Coat of Arms & Wythe Seal
Coat of Arms
William & Mary was the first American institution of higher learning with a royal coat of arms. It was issued on May 14, 1694 by the College of Arms in London. The buildings featured are not modeled on buildings at William & Mary as the coat of arms was received before construction of the Wren Building in Williamsburg was begun.
The coat of arms, while not used as the everyday logo to represent the university, is still used in certain ceremonial contexts. It can be seen as a hanging display at traditional ceremonies such as Charter Day and Commencement. It also appears on university diplomas, the university mace and on regalia.

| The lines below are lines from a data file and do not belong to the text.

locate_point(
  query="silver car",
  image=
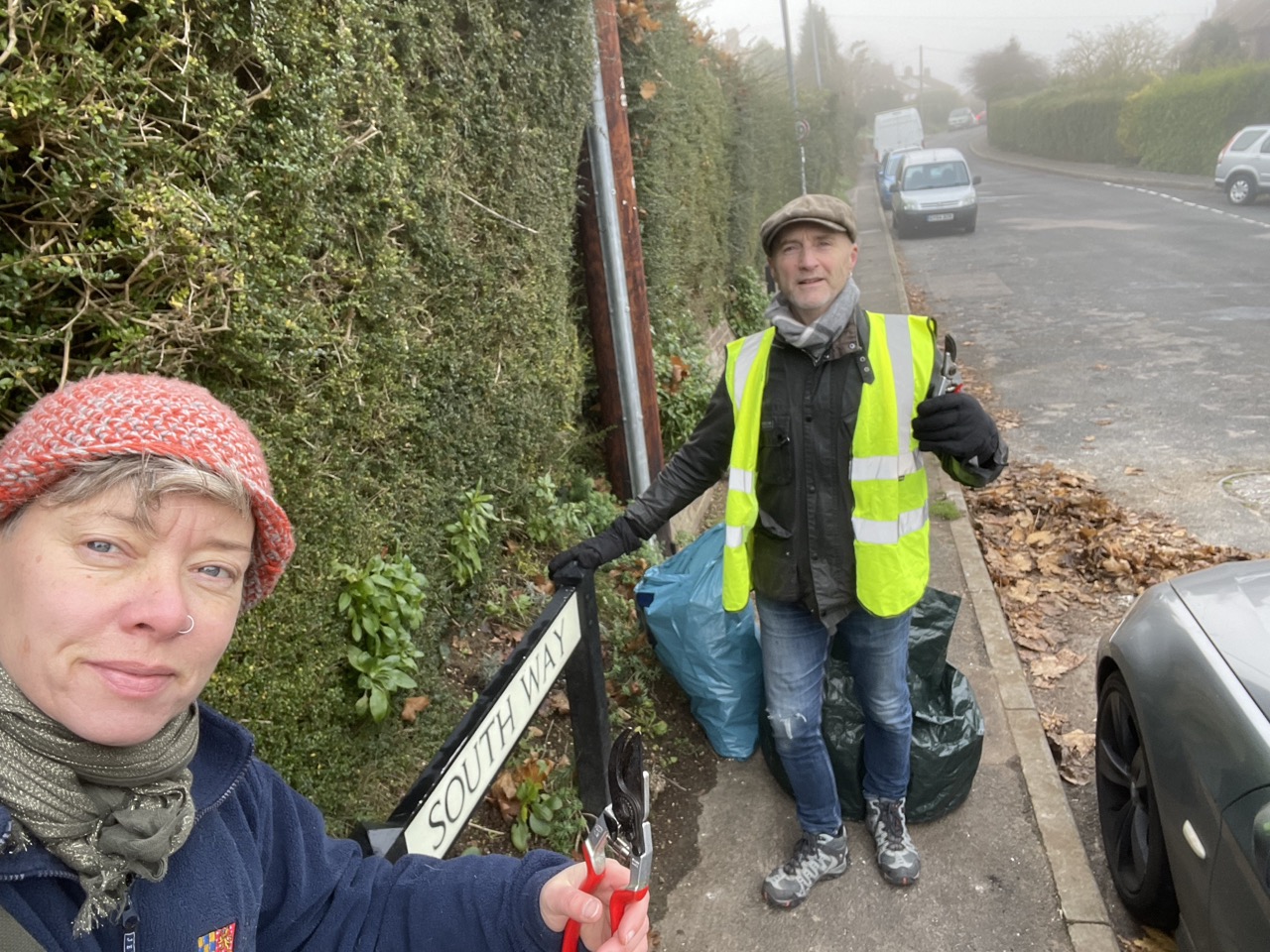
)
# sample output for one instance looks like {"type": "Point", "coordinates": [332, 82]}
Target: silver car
{"type": "Point", "coordinates": [1243, 167]}
{"type": "Point", "coordinates": [1184, 757]}
{"type": "Point", "coordinates": [934, 188]}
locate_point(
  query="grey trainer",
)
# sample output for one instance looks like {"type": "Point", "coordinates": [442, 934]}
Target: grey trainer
{"type": "Point", "coordinates": [897, 856]}
{"type": "Point", "coordinates": [822, 856]}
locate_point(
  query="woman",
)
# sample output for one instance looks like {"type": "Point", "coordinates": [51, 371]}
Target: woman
{"type": "Point", "coordinates": [136, 522]}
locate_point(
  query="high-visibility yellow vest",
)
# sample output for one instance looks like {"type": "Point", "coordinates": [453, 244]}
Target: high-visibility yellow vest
{"type": "Point", "coordinates": [890, 518]}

The Wythe Seal (or Jeffersonian seal) was first presented to Governor Benjamin Harrison in early 1784 and was used through the 1920s. The correspondence of James Madison mentions that the seal was conveyed to Williamsburg by George Wythe in 1783. Wythe was in Williamsburg and affiliated with William & Mary at the time the second seal was designed. Wythe had a hand in designing the Virginia state seal, which includes a phoenix as seen on some versions of the second seal.
The Wythe Seal is not used to represent William & Mary in the modern day. One exception to this was made when the Wythe Seal was used on a Civil War commemorative plaque due to its use as the main university mark during the Civil War.